By groing through this, we will able to cater the best possible solutions for upgrades, downgrades and improved infrastructure (access points, router etc) as a whole.

Another example, more focused on qualitative inputs, is : “Good Resolution” by the team running the place.

This can be measured in terms of the number of support tickets for problem-solving, resolution time to close, the sentiment of members after closure and so on.

The overall idea of these operational metrics is to improve the running of the space by going deeper into each one of these elements.

B. Business Performance

The space and its business models must make unit economics sense, for sustainability and scale.

First and foremost, one needs to design the right metrics to provide with the right assessment. Thos metrics might be :

  • Revenue per square meter
  • Revenue per member
  • Revenue per workstation
  • Sales conversion ratios
  • Cost per lead
  • More

It speaks for itself that those are various measures to be reviewed on daily, weekly, monthly, quarterly bais would one want to learn from what’s happening with respect to the business performance, and how he/she stands against our predictions/forecast. 

So many proxy metrics of capacity utilization, occupancy, churn serve as second-level/dive-deeper metrics that links back to the root metrics of revenues and expenses.

C. Community Performance

Community is a core element of the why we all love coworking. The idea of creating unique communities that are defined and created by the members for members, which is facilitated by the space providers.

We can improve and measure the internal community dynamic, the external community dynamic, as well as the level of performance regarding events management.  

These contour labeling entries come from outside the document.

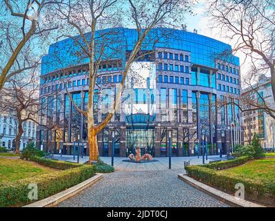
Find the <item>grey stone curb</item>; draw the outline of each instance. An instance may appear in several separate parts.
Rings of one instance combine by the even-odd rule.
[[[65,200],[70,198],[84,189],[92,185],[96,182],[99,181],[103,177],[102,173],[96,173],[92,177],[85,180],[84,182],[78,184],[71,188],[69,188],[62,192],[52,195],[48,198],[37,201],[30,204],[24,206],[23,207],[52,207],[57,205]]]
[[[4,159],[20,159],[20,157],[0,156],[0,158],[4,158]]]
[[[212,195],[216,199],[218,199],[218,200],[221,200],[221,202],[223,202],[231,206],[238,207],[265,207],[263,205],[257,204],[247,200],[236,199],[235,197],[233,195],[205,185],[198,181],[196,181],[194,179],[187,176],[186,175],[178,174],[178,177],[180,180],[187,182],[190,185],[194,186],[196,189],[198,189],[199,190],[203,191],[203,192]]]

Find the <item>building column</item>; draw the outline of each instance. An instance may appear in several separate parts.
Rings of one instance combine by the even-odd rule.
[[[201,155],[201,117],[200,117],[200,97],[201,93],[196,93],[196,134],[198,137],[198,153]]]
[[[209,127],[210,127],[210,142],[211,142],[211,149],[210,154],[214,155],[214,144],[213,144],[213,130],[212,130],[212,96],[213,95],[210,93],[209,95]]]

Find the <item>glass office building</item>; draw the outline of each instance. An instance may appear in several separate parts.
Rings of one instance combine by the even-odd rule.
[[[108,32],[94,93],[95,124],[112,106],[137,38],[135,30],[123,28],[97,35]],[[100,155],[111,155],[112,133],[115,156],[126,157],[140,147],[142,153],[165,157],[170,139],[173,156],[201,154],[203,139],[209,155],[229,152],[232,140],[240,139],[232,129],[241,124],[239,110],[217,104],[231,99],[238,102],[241,94],[239,59],[229,52],[231,49],[196,33],[153,29],[141,50],[146,55],[131,65],[121,105],[98,135]],[[87,119],[65,90],[66,86],[77,106],[86,109],[88,59],[80,51],[79,45],[67,39],[51,45],[42,59],[40,97],[45,108],[40,120],[48,126],[39,127],[37,137],[48,151],[60,153],[62,142],[63,153],[72,154],[74,142],[79,142],[88,154]]]

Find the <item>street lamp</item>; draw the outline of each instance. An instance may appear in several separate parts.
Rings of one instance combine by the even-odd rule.
[[[205,164],[205,162],[204,162],[204,151],[205,151],[204,133],[203,131],[203,164]]]
[[[172,144],[171,144],[171,137],[172,137],[172,131],[168,131],[169,136],[169,169],[171,169],[171,155],[172,155]]]
[[[79,163],[79,135],[77,135],[77,163]]]
[[[114,166],[114,131],[112,132],[112,166]]]

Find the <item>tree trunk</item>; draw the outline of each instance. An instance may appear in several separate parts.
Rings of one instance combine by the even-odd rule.
[[[89,140],[89,150],[90,158],[89,164],[91,164],[92,161],[98,161],[99,158],[99,148],[97,145],[96,130],[94,126],[89,128],[88,140]]]
[[[20,140],[21,137],[22,137],[22,134],[23,133],[22,125],[19,124],[18,126],[18,133],[17,137],[15,137],[15,144],[16,144],[16,153],[17,154],[20,153]]]

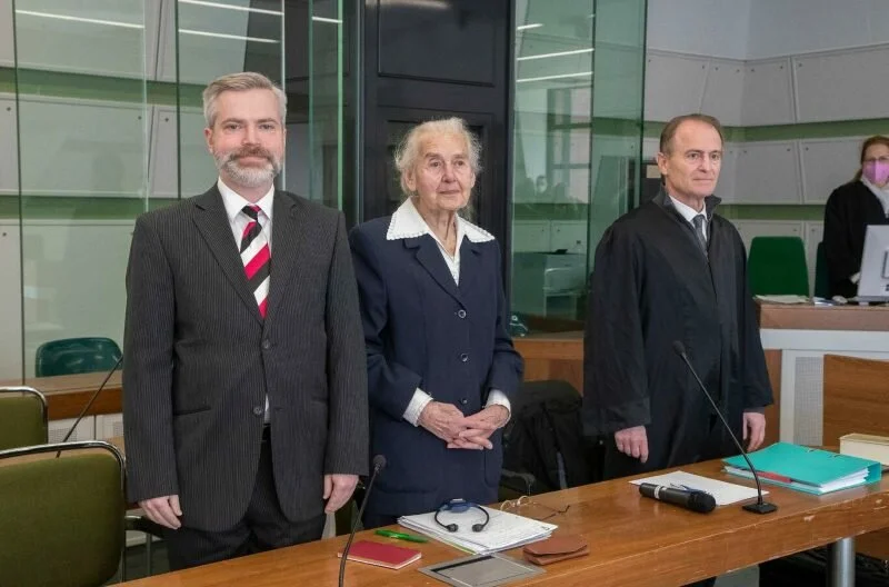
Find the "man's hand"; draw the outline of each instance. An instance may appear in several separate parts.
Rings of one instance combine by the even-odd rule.
[[[324,475],[324,499],[327,499],[324,513],[333,514],[344,506],[352,497],[356,485],[358,485],[358,475]]]
[[[618,450],[628,457],[638,458],[645,462],[648,460],[648,436],[645,426],[633,426],[615,432],[615,444]]]
[[[747,440],[747,451],[758,449],[766,440],[766,416],[758,411],[743,412],[743,439]]]
[[[509,421],[509,410],[499,404],[488,406],[478,414],[466,418],[467,428],[452,441],[448,448],[467,448],[470,450],[491,449],[493,444],[490,436]]]
[[[452,442],[460,431],[467,428],[463,412],[457,409],[457,406],[441,401],[427,404],[417,424],[446,442]]]
[[[139,501],[139,507],[144,510],[148,519],[154,524],[160,524],[172,530],[179,529],[182,526],[182,523],[179,521],[179,516],[182,515],[182,508],[179,507],[178,495],[143,499]]]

Here are some quantitative and qualitative metrics that can be used to assess the level of engagement of a coworking community:

  • Surveys, to deem members’ satisfaction
  • Synergies and collaborative projects between members
  • Connections and friendships
  • Success stories
  • Event attendance
  • Quality of event feedbacks
  • Event attendance patterns
  • Etc

Understanding values, beliefs, character, and goals of the space, metrics, which vary from one space to another.

Tracking metrics in a systematic way will develop unique insights, which will make room for new metrics to evolve.

Overall, it will help to draft strategic goals, which can be broken down into more metrics that will answer questions related to personal needs.

Perfect metrics do not exist. However, based on his/her experiences and goals, space managers will find the best metrics that work for them.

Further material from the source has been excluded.